広島電鉄1000形電車「グリーンムーバーLEX」(画像:写真AC)。

「全扉乗降サービス」はICカードでの乗車が対象。乗車時に乗降口のICカードリーダーにタッチしますが、これまで降車は、乗務員のいる最も前の扉のみに限定されていました。これが全ての扉で降車可能になるため、降車の際にわざわざ最前部まで移動しなくてもよくなります。1000形での導入以降、「お客様からもご好評をいただくとともに他の車両への拡大の要望も多くいただいている」とのこと。

 一方でこの方式は、乗務員によるチェックが働きづらくなり、不正乗車のリスクも高まります。

 欧米の鉄道では信用乗車方式が広く採用されていますが、覆面の係員が巡回しており、不正に対して多額の運賃を請求することがあります。これが一つの抑止力になっているわけですが、広島電鉄では、こうした抜き打ちチェックは行っていません。

 2017年には今回の広島と同様、旧富山ライトレールで朝ラッシュ時に行われていたICカード利用者の信用乗車(当時は信用降車と呼称)が終日に拡大されました。ここでも係員によるチェックはなく、不正乗車に対しての罰則運賃も、通常の3倍の600円(大人)。富山ライトレールの担当者は「文字通りお客様を『信用』して実施する」と話していました。

 しかし、2020年に富山ライトレールが富山地方鉄道に吸収合併されると、富山地鉄の方式に合わせる形で信用乗車は廃止に。連接車でも、降車は全て最前部の扉のみとなっているそうです。

信用乗車が当たり前!になる路線も?

 とはいえ信用乗車方式は、主に地方の鉄道で拡大傾向にあります。JR西日本やJR四国、JR九州、養老鉄道などの一部列車で採用されているほか、簡易ICカードリーダーのみが置かれている無人駅からの乗降も、一種の信用乗車といえます。

 さらに、2023年の開業が予定されている栃木県の芳賀・宇都宮LRTでは、車両のすべてのドアにICカードリーダーを備え、全扉で乗降を可能とします。これは全国でも初の試みになるそう。

 不正について広島電鉄は、「主にカメラで対応」と話します。乗降口の様子を映すモニターが乗務員のほか乗客向けにも備えられており、そこでチェックしていく方針だそうです。芳賀・宇都宮LRTの運営事業者となる宇都宮ライトレールも同様の方針で、「ICカードをタッチした際の音もチェックのポイントになる」と話していました。

「海外においても、実際の不正率は1%に満たないといわれます。
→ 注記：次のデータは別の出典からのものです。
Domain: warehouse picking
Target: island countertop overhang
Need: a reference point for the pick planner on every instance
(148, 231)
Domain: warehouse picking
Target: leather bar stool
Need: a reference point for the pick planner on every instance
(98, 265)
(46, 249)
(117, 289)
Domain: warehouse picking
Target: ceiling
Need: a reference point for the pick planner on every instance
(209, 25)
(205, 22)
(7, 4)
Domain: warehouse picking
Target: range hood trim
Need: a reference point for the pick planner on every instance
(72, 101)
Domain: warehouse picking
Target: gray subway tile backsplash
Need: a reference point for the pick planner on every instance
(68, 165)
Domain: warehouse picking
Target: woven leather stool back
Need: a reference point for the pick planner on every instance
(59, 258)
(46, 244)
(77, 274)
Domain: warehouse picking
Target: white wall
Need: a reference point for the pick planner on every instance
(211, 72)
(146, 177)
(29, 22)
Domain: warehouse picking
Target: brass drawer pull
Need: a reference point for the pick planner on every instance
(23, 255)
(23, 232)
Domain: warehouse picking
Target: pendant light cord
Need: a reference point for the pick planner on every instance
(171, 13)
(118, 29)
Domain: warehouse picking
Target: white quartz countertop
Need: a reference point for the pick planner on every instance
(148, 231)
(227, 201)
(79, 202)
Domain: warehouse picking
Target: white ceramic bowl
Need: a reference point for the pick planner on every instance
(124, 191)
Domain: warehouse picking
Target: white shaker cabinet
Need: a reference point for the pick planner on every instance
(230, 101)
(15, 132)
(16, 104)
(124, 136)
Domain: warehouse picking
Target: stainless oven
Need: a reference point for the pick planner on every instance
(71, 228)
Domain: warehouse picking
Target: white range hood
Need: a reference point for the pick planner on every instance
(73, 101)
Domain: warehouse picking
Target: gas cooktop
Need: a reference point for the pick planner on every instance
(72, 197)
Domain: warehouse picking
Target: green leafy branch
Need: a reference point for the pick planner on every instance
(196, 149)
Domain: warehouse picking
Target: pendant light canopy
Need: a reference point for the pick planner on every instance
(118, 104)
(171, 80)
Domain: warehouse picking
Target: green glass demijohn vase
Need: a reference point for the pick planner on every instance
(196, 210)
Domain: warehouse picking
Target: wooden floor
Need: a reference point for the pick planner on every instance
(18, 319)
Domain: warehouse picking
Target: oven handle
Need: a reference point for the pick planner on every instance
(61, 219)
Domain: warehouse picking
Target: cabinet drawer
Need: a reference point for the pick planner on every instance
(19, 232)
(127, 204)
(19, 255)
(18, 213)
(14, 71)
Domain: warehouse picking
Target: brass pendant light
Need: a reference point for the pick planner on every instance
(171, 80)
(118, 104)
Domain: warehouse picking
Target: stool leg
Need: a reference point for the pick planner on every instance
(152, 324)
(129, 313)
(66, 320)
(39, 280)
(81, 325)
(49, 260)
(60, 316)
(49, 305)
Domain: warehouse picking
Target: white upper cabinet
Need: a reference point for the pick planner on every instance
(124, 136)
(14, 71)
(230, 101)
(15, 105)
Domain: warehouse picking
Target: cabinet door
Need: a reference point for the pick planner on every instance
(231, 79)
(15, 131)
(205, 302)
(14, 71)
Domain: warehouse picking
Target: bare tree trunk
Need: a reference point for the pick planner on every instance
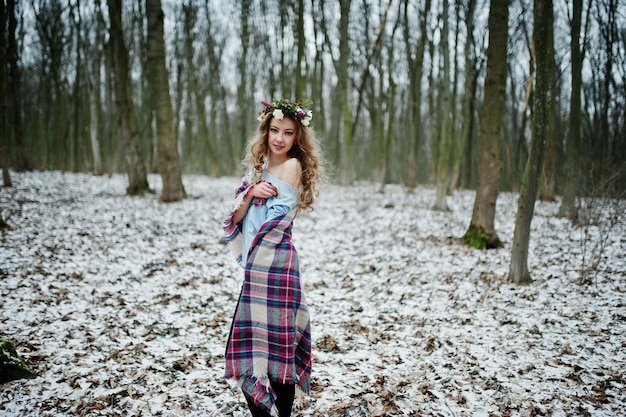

ワンマン運行で定時性を確保するうえで、信用乗車による全扉乗降が効果的です」(宇都宮ライトレール)

 広島電鉄の担当者は、「連接車の課題は車内移動です。全扉で降車可能になれば、車内移動が抑えられ、利便性だけでなく安全性も高まります」と話します。そもそも、「不正といっても、意図的なものと意図しないものがある」とのこと。


芳賀・宇都宮ライトレールの車両(乗りものニュース編集部撮影)。

 広島電鉄では今後、現在の交通系ICカード「PASPY」に代わる、スマートフォンのQRコード認証を主体とした新たな乗車券システムの導入を予定しており、全扉乗降サービスをさらに拡大する構え。新システムでは、いずれ「顔認証」、つまり顔パスでの乗車も考えているとのことで、従来の常識が大きく変わるかもしれません。

 一方、新たに開業する芳賀・宇都宮LRTは、「抜き打ち検査員を導入するかは決まっておらず、開業してから、どれくらい不正が多いかも見ていく」としていますが、他地域ではまだ珍しい信用乗車・全扉乗降がむしろ、当たり前のものとなる可能性があります。宇都宮ライトレールは今後さらに、乗降方式の周知を図っていくとしています。